The "ML" token is used to extract multiple entries and merge them into a single record. This is mainly used for addresses.

For example

#ML#registrant-street1:#registrant-street2:#registrant-pcode:#registrant-state:#registrant-city:#registrant-ccode:#

will pick entries corresponding to each of the tokens above and merge them into the address record. Remember to separate each token with a #.

{lf} and {rf}

You can use {lf} and / or {rf} to indicate linefeed (\n) and carriage return (\r). For example, if a whois record has something like


...
Renewal date:
 12-May-2015
...

Use the token

Renewal date:{lf}

to indicate that the expiry date is in the next line after "Renewal date:".

Most whois records contain only linefeeds and not carriage returns, so you will be almost always using {lf}. If {lf} doesn't work, you can try replacing it with {rf} or {rf}{lf}.

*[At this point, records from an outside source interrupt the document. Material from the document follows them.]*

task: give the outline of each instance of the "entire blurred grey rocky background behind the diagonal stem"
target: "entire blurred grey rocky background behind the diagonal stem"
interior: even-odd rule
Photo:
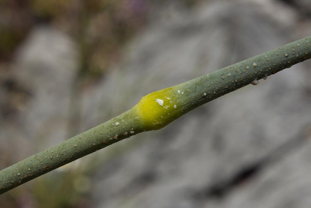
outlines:
[[[311,35],[309,0],[0,1],[0,168],[152,91]],[[310,207],[311,61],[0,196],[1,207]]]

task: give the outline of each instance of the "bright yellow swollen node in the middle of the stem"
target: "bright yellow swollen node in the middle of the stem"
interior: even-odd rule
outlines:
[[[163,128],[182,114],[182,96],[178,85],[161,89],[142,97],[135,106],[146,130]]]

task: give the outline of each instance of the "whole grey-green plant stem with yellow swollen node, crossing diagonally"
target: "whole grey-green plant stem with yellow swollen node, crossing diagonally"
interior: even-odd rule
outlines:
[[[148,94],[125,113],[0,171],[0,194],[132,135],[160,129],[202,104],[310,57],[311,36]]]

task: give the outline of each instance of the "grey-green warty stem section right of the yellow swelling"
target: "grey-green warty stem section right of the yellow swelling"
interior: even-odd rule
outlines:
[[[310,58],[311,36],[182,83],[189,89],[187,111]]]

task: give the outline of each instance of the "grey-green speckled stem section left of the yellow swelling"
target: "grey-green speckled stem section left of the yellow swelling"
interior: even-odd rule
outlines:
[[[132,109],[0,171],[0,194],[80,157],[143,132]],[[118,123],[119,124],[118,124]]]

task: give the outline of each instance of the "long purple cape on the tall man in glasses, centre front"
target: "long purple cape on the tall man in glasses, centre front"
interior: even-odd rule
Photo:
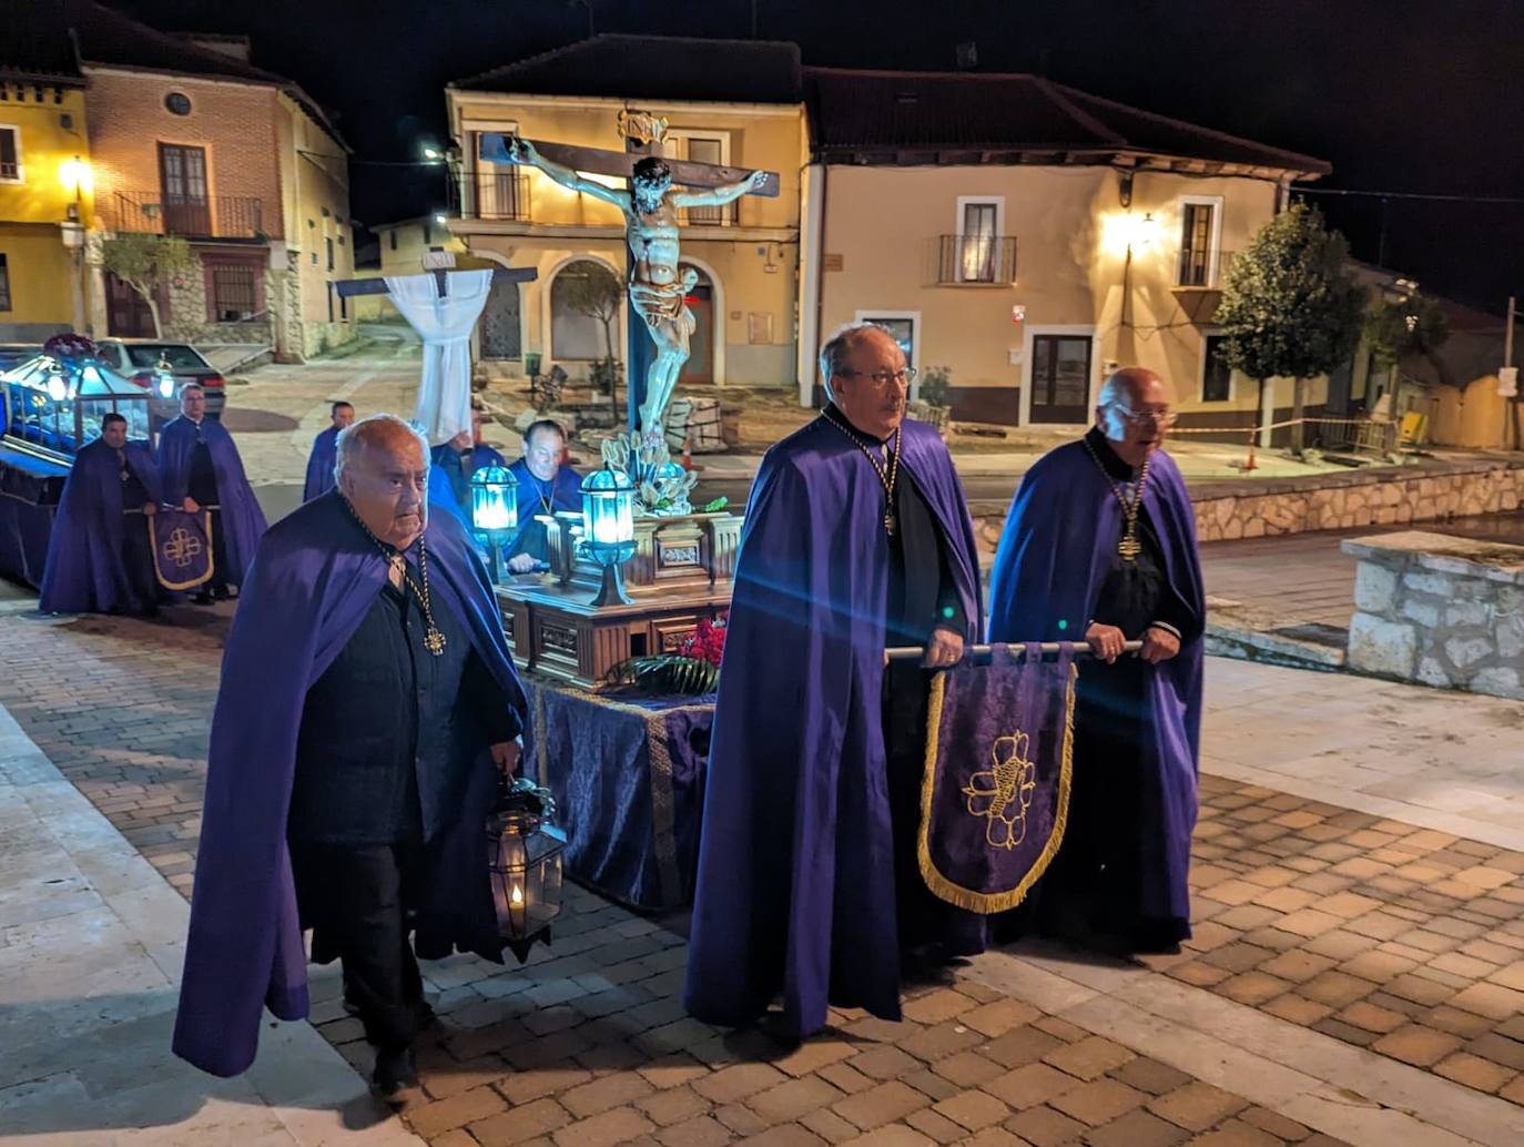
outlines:
[[[966,640],[974,529],[937,433],[904,423],[901,481],[942,529]],[[742,1025],[774,996],[806,1036],[826,1005],[899,1019],[881,685],[884,489],[817,419],[762,460],[747,507],[706,781],[686,1005]]]

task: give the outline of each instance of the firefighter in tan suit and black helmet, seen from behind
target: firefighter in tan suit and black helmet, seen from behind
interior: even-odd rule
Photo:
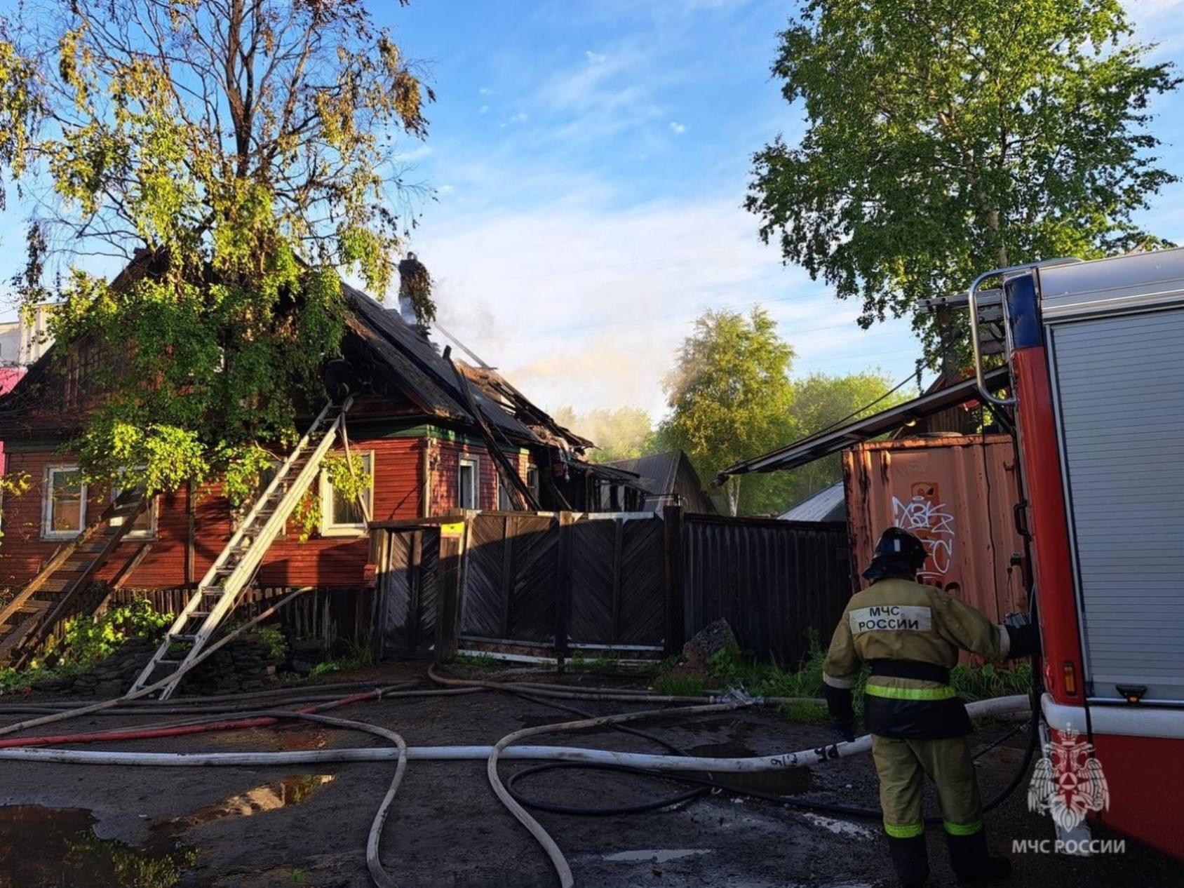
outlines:
[[[863,577],[870,586],[851,597],[826,652],[825,697],[843,740],[855,739],[851,687],[870,667],[864,719],[880,777],[884,832],[896,875],[906,888],[925,884],[929,864],[921,810],[924,777],[937,784],[950,862],[963,884],[1003,879],[1011,863],[992,857],[966,735],[966,707],[950,687],[958,651],[989,661],[1036,652],[1036,626],[1027,614],[1003,625],[934,586],[916,581],[926,551],[913,534],[892,527],[876,545]]]

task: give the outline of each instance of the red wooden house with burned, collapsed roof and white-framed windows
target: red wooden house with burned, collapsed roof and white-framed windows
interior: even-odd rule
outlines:
[[[501,377],[453,365],[397,309],[348,285],[345,295],[342,350],[359,388],[345,431],[373,480],[367,495],[373,521],[509,507],[494,448],[543,509],[594,508],[601,485],[636,481],[585,462],[591,442],[556,425]],[[0,398],[8,472],[31,481],[26,494],[4,503],[0,588],[28,583],[109,506],[88,490],[66,449],[85,419],[88,394],[86,349],[58,343]],[[288,532],[271,542],[258,584],[363,583],[367,521],[360,503],[336,496],[323,478],[315,489],[321,526],[307,541]],[[134,588],[192,585],[226,546],[236,520],[218,483],[161,494],[116,541],[94,579]]]

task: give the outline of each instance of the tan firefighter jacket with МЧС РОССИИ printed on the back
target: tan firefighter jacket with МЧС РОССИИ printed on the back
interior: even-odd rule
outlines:
[[[957,598],[934,586],[888,578],[848,601],[826,652],[823,681],[850,688],[863,663],[871,661],[950,669],[960,650],[1005,659],[1009,646],[1006,629]],[[970,732],[966,708],[947,681],[882,675],[875,667],[866,688],[864,716],[871,733],[882,736],[941,738]]]

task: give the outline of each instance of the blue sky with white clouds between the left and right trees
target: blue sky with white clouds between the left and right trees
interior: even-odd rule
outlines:
[[[408,142],[420,201],[410,249],[443,327],[541,405],[659,414],[662,375],[708,307],[777,317],[796,374],[912,372],[906,321],[871,330],[780,264],[740,208],[751,154],[802,131],[768,65],[786,0],[414,0],[374,4],[438,95]],[[1184,0],[1128,4],[1158,56],[1184,49]],[[1154,131],[1184,174],[1184,95]],[[1184,187],[1144,220],[1184,242]],[[12,212],[7,220],[11,221]],[[0,220],[0,276],[19,233]]]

You can also use the {lf} token to ensure that the software picks the right token. For example, in some cases the token string may be present in multiple places in the whois record.


...
For complete Registrant details go to ...

...
...
Domain Name .... xxxx.xx
Registrant.... xxxxx xxxx
...

In the above whois snippet, the word "Registrant" occurs twice. You can use "{lf}Registrant" (without the quotes) to ensure that the correct one is picked for data extraction.